Spaziergang

Michael Gwisdek - Ein Mann, so cool wie ein Cowboy

Er ist ein Original, wie es nur noch ganz wenige gibt: der Schauspieler Michael Gwisdek. Ein merkwürdiger Besuch in seinem Zuhause in der Schorfheide, 50 Kilometer von Berlin entfernt.

Foto: Christian Kielmann

Michael Gwisdek liegt auf dem Sofa, und es ist das Beste, erst mal still zu sein. „Ick hab alle Interviews abgesagt. Die ganzen Aktionen – ick muss jetzt damit aufhören. Das hab ick mein Leben lang gemacht. 42 Fieber hab ick.“

Er steht auf. „Ick fahr doch nicht nach Berlin und wieder zurück. Das ist nicht mein Beruf. Dann komm ich wieder her und dann hab ick 68,4 Fieber.“ Die Fieberkurve steigt dramatisch.

Wir stehen in Gwisdeks Refugium in der Schorfheide, 50 Kilometer von Berlin entfernt.
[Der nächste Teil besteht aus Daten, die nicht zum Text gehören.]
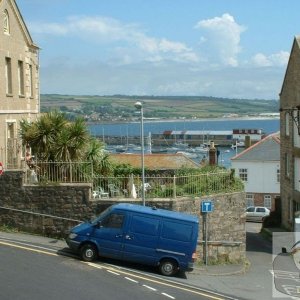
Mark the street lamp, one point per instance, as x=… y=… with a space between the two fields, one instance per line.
x=139 y=106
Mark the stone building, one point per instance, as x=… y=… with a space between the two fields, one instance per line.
x=290 y=138
x=19 y=82
x=258 y=167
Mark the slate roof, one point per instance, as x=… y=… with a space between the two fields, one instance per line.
x=155 y=161
x=267 y=149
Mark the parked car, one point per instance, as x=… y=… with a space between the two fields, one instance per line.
x=257 y=213
x=141 y=234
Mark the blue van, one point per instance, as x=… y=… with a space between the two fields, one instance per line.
x=141 y=234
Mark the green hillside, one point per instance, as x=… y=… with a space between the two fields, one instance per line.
x=119 y=107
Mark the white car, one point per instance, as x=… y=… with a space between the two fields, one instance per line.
x=257 y=213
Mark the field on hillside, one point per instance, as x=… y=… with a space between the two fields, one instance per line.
x=158 y=107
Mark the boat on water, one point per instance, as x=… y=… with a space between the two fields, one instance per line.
x=159 y=150
x=188 y=154
x=203 y=148
x=238 y=144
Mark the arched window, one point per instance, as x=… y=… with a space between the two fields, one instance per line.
x=6 y=22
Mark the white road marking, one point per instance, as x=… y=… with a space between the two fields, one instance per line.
x=130 y=279
x=149 y=287
x=112 y=272
x=169 y=296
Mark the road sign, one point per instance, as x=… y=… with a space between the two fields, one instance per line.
x=207 y=206
x=1 y=168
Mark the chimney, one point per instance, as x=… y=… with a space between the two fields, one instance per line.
x=212 y=153
x=247 y=141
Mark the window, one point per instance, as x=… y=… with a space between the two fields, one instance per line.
x=287 y=124
x=21 y=77
x=8 y=76
x=30 y=82
x=249 y=200
x=296 y=117
x=267 y=201
x=287 y=165
x=278 y=175
x=113 y=221
x=297 y=174
x=243 y=173
x=6 y=22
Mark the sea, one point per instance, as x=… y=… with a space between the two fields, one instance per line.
x=267 y=125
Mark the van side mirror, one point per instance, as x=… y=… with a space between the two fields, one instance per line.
x=98 y=224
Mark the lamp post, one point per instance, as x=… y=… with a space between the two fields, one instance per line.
x=139 y=106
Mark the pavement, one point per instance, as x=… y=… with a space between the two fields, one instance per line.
x=250 y=280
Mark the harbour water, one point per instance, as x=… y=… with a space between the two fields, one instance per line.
x=133 y=128
x=267 y=126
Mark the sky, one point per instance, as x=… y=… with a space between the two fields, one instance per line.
x=220 y=48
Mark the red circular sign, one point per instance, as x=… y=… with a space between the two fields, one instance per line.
x=1 y=168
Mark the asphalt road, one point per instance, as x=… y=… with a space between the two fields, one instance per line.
x=28 y=271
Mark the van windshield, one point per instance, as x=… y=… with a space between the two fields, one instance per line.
x=101 y=216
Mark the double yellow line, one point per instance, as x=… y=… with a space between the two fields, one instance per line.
x=108 y=268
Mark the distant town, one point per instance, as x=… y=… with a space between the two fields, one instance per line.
x=119 y=108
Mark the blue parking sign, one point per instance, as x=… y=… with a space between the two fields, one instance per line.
x=207 y=206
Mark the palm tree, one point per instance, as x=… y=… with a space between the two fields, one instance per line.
x=54 y=138
x=99 y=157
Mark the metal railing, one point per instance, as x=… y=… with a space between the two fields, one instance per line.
x=166 y=187
x=194 y=185
x=58 y=172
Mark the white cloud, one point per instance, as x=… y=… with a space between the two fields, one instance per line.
x=222 y=39
x=279 y=59
x=111 y=32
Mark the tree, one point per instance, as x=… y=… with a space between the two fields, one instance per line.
x=54 y=138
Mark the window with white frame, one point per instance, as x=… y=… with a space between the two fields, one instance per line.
x=243 y=174
x=295 y=128
x=21 y=77
x=287 y=165
x=297 y=174
x=30 y=86
x=287 y=124
x=6 y=27
x=249 y=200
x=8 y=75
x=267 y=201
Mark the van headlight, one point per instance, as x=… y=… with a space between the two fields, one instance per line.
x=72 y=236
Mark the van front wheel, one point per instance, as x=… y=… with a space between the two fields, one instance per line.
x=88 y=252
x=168 y=267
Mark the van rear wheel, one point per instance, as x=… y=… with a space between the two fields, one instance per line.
x=88 y=252
x=168 y=267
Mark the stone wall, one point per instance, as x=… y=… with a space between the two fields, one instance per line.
x=53 y=210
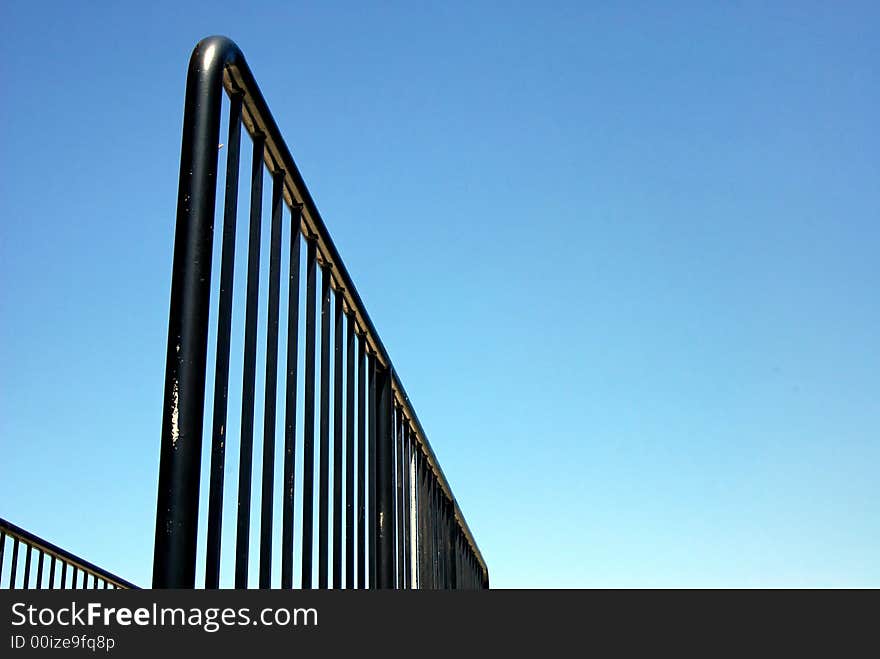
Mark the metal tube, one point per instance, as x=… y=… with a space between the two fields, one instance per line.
x=398 y=484
x=27 y=567
x=271 y=391
x=349 y=454
x=371 y=480
x=224 y=330
x=338 y=440
x=309 y=420
x=362 y=465
x=324 y=469
x=177 y=504
x=384 y=479
x=246 y=448
x=290 y=406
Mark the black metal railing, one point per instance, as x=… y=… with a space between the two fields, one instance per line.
x=384 y=515
x=31 y=562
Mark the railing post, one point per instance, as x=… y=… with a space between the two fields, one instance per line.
x=384 y=478
x=174 y=554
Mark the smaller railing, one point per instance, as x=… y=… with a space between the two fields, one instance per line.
x=38 y=564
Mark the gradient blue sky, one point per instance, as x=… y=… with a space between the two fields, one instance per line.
x=623 y=255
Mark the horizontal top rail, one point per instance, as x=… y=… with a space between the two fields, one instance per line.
x=47 y=547
x=220 y=56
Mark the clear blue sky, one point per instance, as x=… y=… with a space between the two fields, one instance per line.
x=623 y=255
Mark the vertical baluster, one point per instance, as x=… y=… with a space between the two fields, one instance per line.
x=245 y=463
x=309 y=419
x=350 y=539
x=324 y=468
x=290 y=405
x=224 y=329
x=271 y=391
x=362 y=464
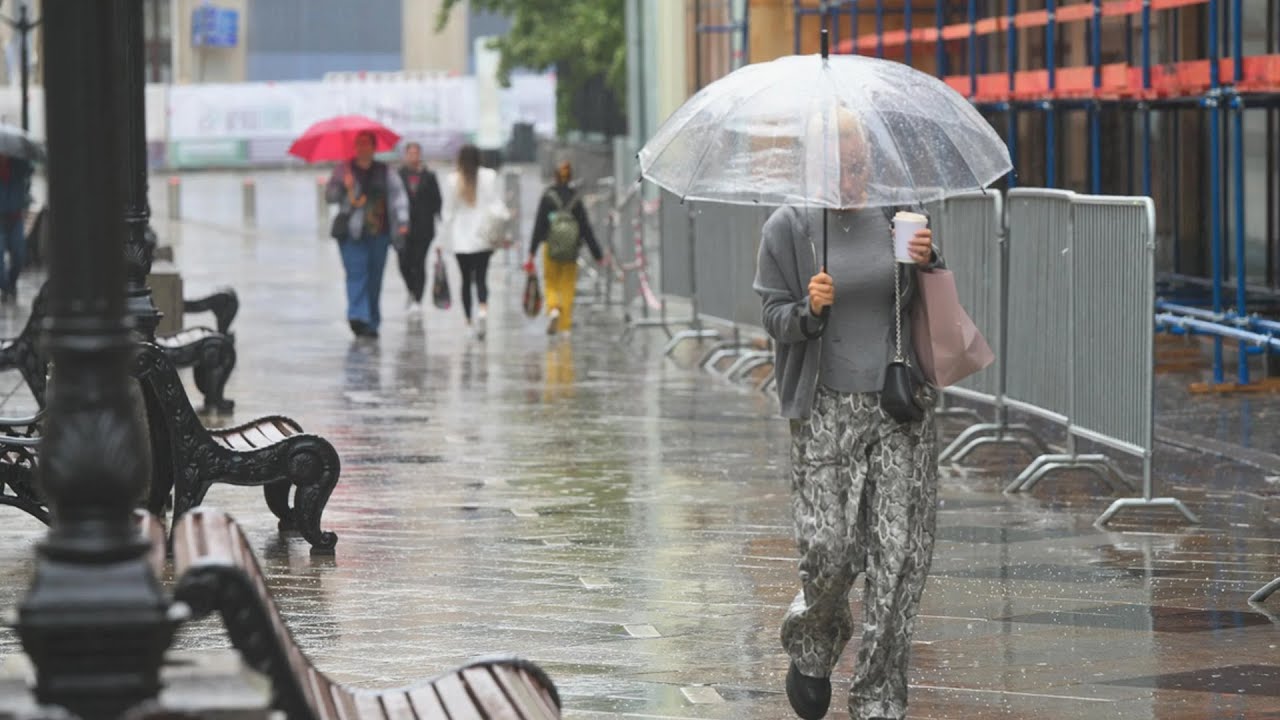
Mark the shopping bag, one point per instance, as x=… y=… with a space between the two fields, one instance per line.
x=440 y=283
x=533 y=296
x=947 y=342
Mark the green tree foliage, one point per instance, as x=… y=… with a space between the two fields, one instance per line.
x=579 y=39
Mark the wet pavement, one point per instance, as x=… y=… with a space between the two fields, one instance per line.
x=622 y=519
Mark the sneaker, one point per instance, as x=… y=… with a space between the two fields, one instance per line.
x=810 y=697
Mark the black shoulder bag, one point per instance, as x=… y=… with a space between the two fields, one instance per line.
x=899 y=397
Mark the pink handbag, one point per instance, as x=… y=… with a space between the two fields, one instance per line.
x=947 y=343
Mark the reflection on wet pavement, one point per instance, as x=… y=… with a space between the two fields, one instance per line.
x=622 y=520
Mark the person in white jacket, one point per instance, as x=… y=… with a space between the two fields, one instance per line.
x=470 y=195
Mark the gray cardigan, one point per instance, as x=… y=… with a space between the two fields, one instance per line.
x=789 y=256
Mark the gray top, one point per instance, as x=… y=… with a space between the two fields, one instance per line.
x=859 y=337
x=860 y=254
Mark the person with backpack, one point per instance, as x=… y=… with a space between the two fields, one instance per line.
x=562 y=224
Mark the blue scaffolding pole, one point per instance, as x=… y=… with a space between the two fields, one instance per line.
x=973 y=49
x=1215 y=181
x=1011 y=41
x=1238 y=167
x=1096 y=109
x=1050 y=113
x=1146 y=106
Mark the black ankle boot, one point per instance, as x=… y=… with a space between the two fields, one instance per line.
x=810 y=697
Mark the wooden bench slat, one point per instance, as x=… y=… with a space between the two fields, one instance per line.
x=272 y=432
x=426 y=703
x=519 y=686
x=456 y=698
x=256 y=437
x=288 y=428
x=397 y=706
x=365 y=705
x=236 y=441
x=481 y=692
x=319 y=695
x=489 y=695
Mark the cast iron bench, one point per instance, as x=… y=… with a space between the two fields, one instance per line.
x=23 y=354
x=218 y=573
x=210 y=355
x=273 y=452
x=211 y=358
x=224 y=304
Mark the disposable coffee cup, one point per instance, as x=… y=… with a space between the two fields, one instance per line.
x=905 y=226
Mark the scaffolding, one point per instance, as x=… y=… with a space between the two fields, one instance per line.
x=1171 y=99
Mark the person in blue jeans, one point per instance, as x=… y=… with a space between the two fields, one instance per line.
x=14 y=201
x=375 y=197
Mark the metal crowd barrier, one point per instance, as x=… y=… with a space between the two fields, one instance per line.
x=728 y=242
x=1066 y=302
x=970 y=232
x=680 y=276
x=1114 y=273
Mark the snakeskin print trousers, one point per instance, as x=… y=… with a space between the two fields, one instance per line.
x=864 y=501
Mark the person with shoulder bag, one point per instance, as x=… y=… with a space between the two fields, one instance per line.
x=373 y=212
x=424 y=209
x=563 y=227
x=864 y=470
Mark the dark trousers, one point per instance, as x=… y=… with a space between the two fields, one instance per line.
x=475 y=270
x=412 y=263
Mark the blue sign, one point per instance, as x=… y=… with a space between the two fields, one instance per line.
x=214 y=27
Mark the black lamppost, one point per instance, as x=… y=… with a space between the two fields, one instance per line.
x=95 y=621
x=23 y=26
x=138 y=244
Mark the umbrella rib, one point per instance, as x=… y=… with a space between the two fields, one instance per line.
x=702 y=159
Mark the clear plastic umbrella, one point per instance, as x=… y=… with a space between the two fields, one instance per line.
x=832 y=132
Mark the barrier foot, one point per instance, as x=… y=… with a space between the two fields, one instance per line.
x=1100 y=465
x=1000 y=440
x=992 y=433
x=964 y=438
x=632 y=326
x=688 y=335
x=1267 y=591
x=720 y=351
x=746 y=364
x=767 y=382
x=1265 y=384
x=1127 y=502
x=960 y=413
Seine Frau Gabriela hat uns sehr freundlich empfangen, die beiden Hunde Carlos Santana und Paul Schmidt auch, nur der Hausherr will uns anscheinend wieder rauswerfen. Es ist nämlich so, dass er nicht nach Berlin kommen wollte und wir uns deshalb zu der kleinen Reise ins nördliche Brandenburg entschieden haben.

„Was heißt extra hierher gefahren. Das ist doch kein Argument. Zwingt euch doch keiner.“

Moment mal, der Termin war doch verabredet mit seiner Agentur. Er geht jetzt an uns vorbei. „Kommen Sie wieder?“ frage ich. „Nee. (kurze Pause) Ja. (Ton ist ruhiger). Ick hol mir bloß was zum Sitzen.“

„Die Zigarette schmeckt wie Matratze“

Es kann ja doch noch was werden. Vielleicht war das ja vorher auch die ganz eigene Gwisdek-Show, mit der er die beiden Reporter aus der Hauptstadt mal ein bisschen verschrecken wollte. Auf jeden Fall sitzt uns jetzt ein rauchender Gwisdek (soviel zum Fieber) gegenüber. „Die Zigarette schmeckt wie Matratze. Ihr raucht nicht?“ – „Nee.“ – „Weil sie im Fernsehen gebracht haben, dass es gegen die Gesundheit ist?“

Ihn zumindest scheinen derartige Untersuchungen nicht zu beeindrucken. Er ist ja auch ein Cowboy, das wird er uns später sagen. Zu einem Cowboy passt die Zigarette im Mundwinkel. Er ist jetzt 72 Jahre alt und vielleicht auf dem Höhepunkt seines Schaffens. Soviel Gwisdek gab es gefühlt noch nie. Mit seiner schnoddrigen Präsenz gelingt es ihm, jede Rolle groß zu machen. In „Alle unter eine Tanne“ mimt er als Gegenpart zu Gaby Dohm den untreuen Ehemann, in „Die letzten Millionen“ zeigt er, wie der Bewohner eines Seniorenheims nach einem Lottogewinn dem Hedonismus verfällt. Und unvergesslich sein vor kurzem improvisierter Auftritt in dem Senioren-Speed-Dating-Film „Altersglühen“. Dort gab er unter anderem den Frauenversteher, der sich zu Weisheiten wie „Frauen wollen zugehört werden“ verstieg.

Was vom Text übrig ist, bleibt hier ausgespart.